NAET Allergy Elimination Technique
NAET allergy elimination treatment is simple and effective, and can be used as a diagnostic tool for food and additive intolerances. NAET can then be used to treat the sensitivities and open up the energy meridians associated with the allergy. This treatment works very well in combination with craniosacral. However some extremely traumatised children require sensitive cranio treatment before their body can respond to the muscle testing used for NAET. If the NAET practitioner says they can’t treat your child, then maybe try craniosacral therapy first. |
Vaccines
If you’d like to read more on the effects that vaccinations may have on the brain and their role in contributing to learning difficulties please take a look at this article. The good news is that the effects of heavy metal poisoning and membrane contraction can be largely relieved using a combination of NAET and craniosacral therapy. However it is important to redress the balance as soon as possible as the consequences can be lifelong and extremely debilitating. The sooner they are tackled, the sooner your child can continue to develop normally.
Birth Trauma
Some of these learning conditions may originate in trauma experienced at birth, by the cranium being squashed in the birth canal and the brain deprived of oxygen. The shock effects of birth alone are enough to affect the emotional security of some children, which can lead to all the above learning difficulties later on, if not diagnosed and treated. Craniosacral is a wonderful therapy for releasing birth trauma, which is best applied soon after birth, but still useful right throughout childhood for the same purpose.
To Conclude:
If a child cannot learn it is usually because of some fundamental inability to engage with their environment. Therefore the core way in which they are not feeling safe in themsevles, or are disconnected from themselves must be resolved. One aspect of this may be a lack of emotional engagement with the child, either in the family or school environment. If you feel this may be the case, then please read the article on emotional empathy.
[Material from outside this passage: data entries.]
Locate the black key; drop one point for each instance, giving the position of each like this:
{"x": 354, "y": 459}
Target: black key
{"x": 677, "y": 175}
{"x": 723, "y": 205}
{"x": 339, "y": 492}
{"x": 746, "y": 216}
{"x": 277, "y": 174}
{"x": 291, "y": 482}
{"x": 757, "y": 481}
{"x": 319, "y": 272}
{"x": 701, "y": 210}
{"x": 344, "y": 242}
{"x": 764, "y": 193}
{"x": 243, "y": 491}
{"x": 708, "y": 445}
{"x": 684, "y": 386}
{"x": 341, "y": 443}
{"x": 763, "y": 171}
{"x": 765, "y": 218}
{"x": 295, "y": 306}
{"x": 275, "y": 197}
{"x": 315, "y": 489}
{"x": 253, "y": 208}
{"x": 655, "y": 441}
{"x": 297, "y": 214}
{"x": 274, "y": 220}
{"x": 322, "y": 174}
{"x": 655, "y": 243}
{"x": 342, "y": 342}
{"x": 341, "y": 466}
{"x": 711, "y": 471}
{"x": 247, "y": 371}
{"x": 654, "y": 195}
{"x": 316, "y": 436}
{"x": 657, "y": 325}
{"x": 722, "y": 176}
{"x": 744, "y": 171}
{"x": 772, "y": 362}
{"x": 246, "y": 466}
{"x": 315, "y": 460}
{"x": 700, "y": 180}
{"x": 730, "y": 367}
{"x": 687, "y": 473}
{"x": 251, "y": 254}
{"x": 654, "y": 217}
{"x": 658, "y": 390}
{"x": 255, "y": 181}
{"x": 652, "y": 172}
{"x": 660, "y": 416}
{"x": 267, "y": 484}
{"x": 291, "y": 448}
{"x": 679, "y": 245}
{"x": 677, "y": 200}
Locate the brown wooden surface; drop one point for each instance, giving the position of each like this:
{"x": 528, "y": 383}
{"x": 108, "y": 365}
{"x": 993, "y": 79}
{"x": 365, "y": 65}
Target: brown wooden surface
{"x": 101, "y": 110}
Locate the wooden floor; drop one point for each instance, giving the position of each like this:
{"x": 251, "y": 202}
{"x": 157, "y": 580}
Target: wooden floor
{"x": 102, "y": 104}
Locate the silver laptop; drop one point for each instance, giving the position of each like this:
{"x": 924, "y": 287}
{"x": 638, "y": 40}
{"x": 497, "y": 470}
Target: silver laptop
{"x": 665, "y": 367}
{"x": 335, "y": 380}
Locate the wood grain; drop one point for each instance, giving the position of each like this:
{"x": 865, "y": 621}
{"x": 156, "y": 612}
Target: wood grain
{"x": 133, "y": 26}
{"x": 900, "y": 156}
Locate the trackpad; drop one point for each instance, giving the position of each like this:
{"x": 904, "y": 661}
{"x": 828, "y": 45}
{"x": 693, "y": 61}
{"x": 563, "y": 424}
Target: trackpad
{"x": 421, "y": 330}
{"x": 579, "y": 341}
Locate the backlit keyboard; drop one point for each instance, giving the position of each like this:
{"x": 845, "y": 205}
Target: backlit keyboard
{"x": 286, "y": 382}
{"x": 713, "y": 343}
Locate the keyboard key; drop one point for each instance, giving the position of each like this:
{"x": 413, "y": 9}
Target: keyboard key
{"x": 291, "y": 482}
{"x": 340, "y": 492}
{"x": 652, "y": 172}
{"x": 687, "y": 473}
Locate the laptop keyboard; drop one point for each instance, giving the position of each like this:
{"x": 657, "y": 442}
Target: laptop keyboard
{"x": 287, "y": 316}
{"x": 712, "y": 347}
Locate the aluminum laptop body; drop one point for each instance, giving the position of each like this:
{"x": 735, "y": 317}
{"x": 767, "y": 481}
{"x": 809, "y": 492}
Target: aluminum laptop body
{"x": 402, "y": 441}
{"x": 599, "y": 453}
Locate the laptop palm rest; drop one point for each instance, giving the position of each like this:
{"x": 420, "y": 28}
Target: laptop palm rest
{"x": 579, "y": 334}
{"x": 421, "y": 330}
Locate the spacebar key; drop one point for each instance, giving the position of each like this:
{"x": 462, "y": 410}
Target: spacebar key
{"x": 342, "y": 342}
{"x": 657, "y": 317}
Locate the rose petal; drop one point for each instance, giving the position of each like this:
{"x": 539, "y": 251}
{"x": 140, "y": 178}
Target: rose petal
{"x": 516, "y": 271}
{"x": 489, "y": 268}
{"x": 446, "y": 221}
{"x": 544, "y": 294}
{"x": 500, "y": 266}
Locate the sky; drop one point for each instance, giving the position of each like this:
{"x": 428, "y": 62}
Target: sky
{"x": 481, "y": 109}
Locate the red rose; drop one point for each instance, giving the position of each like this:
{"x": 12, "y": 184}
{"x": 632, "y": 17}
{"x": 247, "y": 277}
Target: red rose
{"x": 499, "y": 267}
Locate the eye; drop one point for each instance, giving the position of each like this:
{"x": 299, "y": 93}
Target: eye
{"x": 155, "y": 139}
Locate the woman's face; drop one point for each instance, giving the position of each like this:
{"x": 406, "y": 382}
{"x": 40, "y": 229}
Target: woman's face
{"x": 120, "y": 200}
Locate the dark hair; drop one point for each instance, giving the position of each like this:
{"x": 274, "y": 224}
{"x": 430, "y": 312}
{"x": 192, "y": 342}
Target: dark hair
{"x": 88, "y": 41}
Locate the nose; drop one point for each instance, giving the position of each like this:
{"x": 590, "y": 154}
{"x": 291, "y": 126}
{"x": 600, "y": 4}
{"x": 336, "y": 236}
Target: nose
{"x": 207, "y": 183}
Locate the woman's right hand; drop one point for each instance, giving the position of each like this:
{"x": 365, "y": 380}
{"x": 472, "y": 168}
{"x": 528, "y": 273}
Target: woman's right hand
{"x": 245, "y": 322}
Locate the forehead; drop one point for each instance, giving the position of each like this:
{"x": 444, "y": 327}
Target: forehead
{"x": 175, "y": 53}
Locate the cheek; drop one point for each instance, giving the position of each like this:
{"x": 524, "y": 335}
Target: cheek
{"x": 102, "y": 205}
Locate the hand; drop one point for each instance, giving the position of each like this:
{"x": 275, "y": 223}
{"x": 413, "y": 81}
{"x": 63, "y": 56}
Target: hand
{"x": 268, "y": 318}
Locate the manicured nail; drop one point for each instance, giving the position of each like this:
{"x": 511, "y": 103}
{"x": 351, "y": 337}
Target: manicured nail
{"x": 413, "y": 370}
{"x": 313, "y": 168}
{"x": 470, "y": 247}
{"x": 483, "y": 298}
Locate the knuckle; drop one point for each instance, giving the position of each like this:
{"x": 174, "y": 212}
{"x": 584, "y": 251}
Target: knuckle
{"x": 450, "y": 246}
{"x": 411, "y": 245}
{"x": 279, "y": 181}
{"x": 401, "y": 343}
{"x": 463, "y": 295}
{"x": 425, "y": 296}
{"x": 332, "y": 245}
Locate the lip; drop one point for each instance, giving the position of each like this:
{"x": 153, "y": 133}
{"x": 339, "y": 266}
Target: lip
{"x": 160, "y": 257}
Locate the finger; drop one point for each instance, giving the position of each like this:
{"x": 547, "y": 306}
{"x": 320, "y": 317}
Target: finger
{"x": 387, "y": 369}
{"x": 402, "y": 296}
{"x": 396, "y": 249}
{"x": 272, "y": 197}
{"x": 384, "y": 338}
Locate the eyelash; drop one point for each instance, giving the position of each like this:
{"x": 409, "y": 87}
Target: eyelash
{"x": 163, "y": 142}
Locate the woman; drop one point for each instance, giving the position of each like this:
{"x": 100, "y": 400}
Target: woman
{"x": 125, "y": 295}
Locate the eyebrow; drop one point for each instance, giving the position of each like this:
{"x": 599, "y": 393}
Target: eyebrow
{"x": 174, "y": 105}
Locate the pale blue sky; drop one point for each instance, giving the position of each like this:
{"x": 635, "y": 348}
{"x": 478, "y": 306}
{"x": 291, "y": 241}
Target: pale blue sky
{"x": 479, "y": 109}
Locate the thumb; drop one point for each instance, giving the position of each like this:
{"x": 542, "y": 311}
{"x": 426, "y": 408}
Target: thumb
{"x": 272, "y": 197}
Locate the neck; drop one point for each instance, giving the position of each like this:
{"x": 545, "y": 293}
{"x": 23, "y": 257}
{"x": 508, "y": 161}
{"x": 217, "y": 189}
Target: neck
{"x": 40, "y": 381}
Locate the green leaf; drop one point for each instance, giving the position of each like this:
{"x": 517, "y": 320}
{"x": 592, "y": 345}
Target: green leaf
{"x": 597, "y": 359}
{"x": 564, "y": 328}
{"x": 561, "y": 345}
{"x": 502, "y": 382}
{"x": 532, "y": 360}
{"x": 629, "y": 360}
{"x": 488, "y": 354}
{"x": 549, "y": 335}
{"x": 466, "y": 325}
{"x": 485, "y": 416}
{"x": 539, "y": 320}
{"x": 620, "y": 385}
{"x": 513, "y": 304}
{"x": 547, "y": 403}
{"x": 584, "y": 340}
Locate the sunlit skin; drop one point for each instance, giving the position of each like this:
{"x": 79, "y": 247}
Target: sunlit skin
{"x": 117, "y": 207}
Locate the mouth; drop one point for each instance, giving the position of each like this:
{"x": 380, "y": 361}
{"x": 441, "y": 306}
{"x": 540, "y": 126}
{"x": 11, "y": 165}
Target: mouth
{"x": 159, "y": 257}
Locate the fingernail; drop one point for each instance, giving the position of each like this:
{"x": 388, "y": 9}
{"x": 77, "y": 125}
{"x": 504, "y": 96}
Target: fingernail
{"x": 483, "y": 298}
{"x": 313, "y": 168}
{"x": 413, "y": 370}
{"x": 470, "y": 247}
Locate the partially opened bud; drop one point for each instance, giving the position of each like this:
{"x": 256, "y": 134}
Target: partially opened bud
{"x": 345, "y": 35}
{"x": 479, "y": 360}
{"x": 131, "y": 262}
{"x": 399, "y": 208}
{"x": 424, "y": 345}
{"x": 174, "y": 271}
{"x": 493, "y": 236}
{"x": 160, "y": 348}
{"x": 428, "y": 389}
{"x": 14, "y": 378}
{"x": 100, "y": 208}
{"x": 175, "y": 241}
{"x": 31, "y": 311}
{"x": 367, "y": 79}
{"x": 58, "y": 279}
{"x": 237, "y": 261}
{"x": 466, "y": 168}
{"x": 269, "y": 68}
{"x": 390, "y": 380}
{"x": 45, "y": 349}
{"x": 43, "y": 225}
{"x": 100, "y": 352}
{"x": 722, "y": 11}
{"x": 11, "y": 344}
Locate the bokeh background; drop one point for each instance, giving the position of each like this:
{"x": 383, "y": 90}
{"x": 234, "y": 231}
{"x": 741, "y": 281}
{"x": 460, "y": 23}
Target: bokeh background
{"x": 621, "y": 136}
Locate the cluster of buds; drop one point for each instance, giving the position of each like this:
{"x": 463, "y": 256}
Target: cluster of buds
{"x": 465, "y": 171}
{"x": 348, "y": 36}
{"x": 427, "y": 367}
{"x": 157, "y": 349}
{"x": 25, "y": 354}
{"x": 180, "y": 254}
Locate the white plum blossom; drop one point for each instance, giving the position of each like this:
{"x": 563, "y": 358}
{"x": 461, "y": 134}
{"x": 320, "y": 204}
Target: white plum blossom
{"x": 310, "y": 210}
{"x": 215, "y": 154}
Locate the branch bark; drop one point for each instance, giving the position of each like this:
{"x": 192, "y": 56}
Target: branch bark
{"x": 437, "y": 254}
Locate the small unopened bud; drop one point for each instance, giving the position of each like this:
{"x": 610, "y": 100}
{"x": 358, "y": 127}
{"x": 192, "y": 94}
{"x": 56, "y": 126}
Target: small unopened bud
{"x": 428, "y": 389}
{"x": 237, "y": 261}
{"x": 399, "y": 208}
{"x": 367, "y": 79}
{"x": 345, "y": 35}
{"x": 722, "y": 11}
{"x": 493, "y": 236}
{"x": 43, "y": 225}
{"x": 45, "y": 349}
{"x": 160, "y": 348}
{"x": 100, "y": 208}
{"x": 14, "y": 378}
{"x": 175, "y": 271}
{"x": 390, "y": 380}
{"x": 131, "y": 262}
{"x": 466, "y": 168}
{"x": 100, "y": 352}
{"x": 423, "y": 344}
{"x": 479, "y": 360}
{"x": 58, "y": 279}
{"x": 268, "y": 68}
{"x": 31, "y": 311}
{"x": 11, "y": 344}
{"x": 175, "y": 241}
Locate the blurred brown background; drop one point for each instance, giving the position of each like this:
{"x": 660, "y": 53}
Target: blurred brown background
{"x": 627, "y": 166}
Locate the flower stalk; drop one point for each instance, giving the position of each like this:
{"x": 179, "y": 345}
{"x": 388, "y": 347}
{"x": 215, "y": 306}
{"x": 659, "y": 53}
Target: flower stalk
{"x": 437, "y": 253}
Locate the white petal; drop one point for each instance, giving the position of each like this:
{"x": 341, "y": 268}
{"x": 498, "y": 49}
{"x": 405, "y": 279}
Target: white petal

This disengagement and the resulting learning difficulties in children cover a wide range of symptoms which if viewed from a wider emotional and physiological perspective can be treated according to emotional, physical and dietary components. We suggest that looking at elements of diet, allergy elimination, emotional history, birth trauma, phsycial stress and grounding can been an excellent starting point. We have found these treatments to be especially effective when combined with craniosacral therapy, since a healthy child is one whose core energy can flow unobstructed, and who feels safe and free to be themselves. When a child feels safe and supported s/he feels good in the physical body, and able to interact effectively with the environment. Then most learning difficulties are no longer an issue. Except the things which the child is not intersted in learning, and if so, please read the article on school issues. Always remember, if nothing works, treat the parents. They are most likely the cause.